The fate of Kayin and Hevel, the first two and only (at that time) brothers in the universe, is unbelievable. Kayin and Hevel, who had the entire world for themselves, and who each had a thriving unique profession without any outside competition, couldn’t get along among themselves. So in lieu of merely distancing themselves one from another, Kayin finished the relationship by murdering his brother in cold blood.

At that time Kayin’s occupation and business was working the land. Following this incident, Kayin was banished from his parents and exiled to the land of Nod, a place where exiles wander. According to the Abarbanel (Rabbi Yitzchak ben Yehuda Abarbanel 1437-1508), Cain strove to have children with whom he could associate so his wife bore him a son whom he named Chanoch. He undertook a new enterprise — construction. Torah records that “Vayehi boneh ir” — He became a city-builder — vayikra sheim ha’ir besheim b’no Chanoch — and he named the city after his son Chanoch” (4:17-18).

Torah does not give an explanation for his naming his son or the city with the name Chanoch. So it lets us come up with a reason.

Going through the writings of my father, Harav Hagaon Shmuel Pesach z”l Bogomilsky, (which my mother, Rebbetzin Chasya Hadassah, OBM, kept in safeguard since his passing in 1939, and conveyed to me and my brother שיחי', his namesake), I found a beautiful explanation that I would like to share with you, my dear Bar Mitzvah, and all the assembled here.

After Kayin committed this heinous crime, Hashem asked him “Where is Hevel your brother?” Rashi explains that Hashem indeed knew, but His intent was to engage him in a gentle conversation to give him the opportunity to confess and repent, i.e. do teshuva. Kayin took Hashem’s question to indicate ignorance about Hevel’s whereabouts, so he denied knowing the answer. Later, while in exile, he underwent self introspection and finally acknowledged the gravity of his sin. According to the Midrash (Rabbah, Bereishit 22:13) Adam met Kayin and asked “How did your case go?” To which Kayin replied I did teshuva — repented — and am reconciled.”

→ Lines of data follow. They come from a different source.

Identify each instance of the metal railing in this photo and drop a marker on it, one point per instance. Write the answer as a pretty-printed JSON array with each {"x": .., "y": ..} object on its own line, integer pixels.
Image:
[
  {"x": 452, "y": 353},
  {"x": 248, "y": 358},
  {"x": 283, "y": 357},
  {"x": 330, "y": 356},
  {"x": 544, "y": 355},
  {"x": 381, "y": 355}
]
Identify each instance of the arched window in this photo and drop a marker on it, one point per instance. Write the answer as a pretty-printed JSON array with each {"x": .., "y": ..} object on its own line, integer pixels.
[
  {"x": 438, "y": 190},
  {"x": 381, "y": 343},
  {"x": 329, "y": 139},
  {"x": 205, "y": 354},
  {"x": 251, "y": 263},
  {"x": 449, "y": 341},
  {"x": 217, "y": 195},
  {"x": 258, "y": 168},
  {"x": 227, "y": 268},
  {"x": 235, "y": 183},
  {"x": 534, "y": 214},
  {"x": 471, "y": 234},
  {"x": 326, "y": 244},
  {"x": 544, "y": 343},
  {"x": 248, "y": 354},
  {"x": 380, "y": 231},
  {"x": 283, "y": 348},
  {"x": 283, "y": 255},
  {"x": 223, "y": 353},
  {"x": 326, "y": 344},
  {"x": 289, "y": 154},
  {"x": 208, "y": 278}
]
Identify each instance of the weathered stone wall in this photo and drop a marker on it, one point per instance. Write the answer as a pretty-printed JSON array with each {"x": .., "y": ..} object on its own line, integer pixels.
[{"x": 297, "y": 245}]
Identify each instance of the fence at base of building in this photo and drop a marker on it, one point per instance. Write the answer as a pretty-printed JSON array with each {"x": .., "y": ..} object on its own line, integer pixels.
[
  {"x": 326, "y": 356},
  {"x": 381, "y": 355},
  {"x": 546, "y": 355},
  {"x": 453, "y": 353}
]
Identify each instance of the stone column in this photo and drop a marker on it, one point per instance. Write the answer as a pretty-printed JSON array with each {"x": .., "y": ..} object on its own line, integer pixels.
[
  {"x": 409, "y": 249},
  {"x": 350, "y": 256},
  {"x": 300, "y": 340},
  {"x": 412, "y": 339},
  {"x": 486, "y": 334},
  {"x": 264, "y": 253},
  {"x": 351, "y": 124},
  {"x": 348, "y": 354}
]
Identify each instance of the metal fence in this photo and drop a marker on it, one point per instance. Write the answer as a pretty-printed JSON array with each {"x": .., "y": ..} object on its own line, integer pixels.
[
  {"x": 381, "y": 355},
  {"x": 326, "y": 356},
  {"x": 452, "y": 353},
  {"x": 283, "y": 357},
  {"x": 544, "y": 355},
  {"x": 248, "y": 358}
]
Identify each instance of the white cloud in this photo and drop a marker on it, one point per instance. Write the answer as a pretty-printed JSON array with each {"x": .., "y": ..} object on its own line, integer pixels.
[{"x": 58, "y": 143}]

The meaning of Chanoch is education and training as in “Chanoch lana’ar al pi darko” — “Train/educate the youth according to his way (Proverbs 22:6).

When Kayin committed the terrible act of killing his own brother, he realized his demoralization and debased status. After much contemplation, he concluded that without proper education from early youth, a person can easily go astray and commit the most gross and inhumane crimes. To rectify this, he made it his mission to propagate the importance of education.

When his son was born, he named him “Chanoch,” which stems from the word “chinuch” — “education” — and also called the entire city by this name. Kayin was stressing that parents are obligated to educate their children as soon as they are born. Moreover, one should not suffice with this, but also see that the entire city receives a proper education.

My dear Bar Mitzvah, you are fortunate to have received a proper and thorough education from your early childhood that magnificently brought you to your current stage in life. You must, however, remember that education is something one must be involved in throughout his entire life. As the saying goes, “live and learn,” as long as one lives he must continue to learn. Hopefully, you will continue learning Nigleh and Chassidut and reach great heights.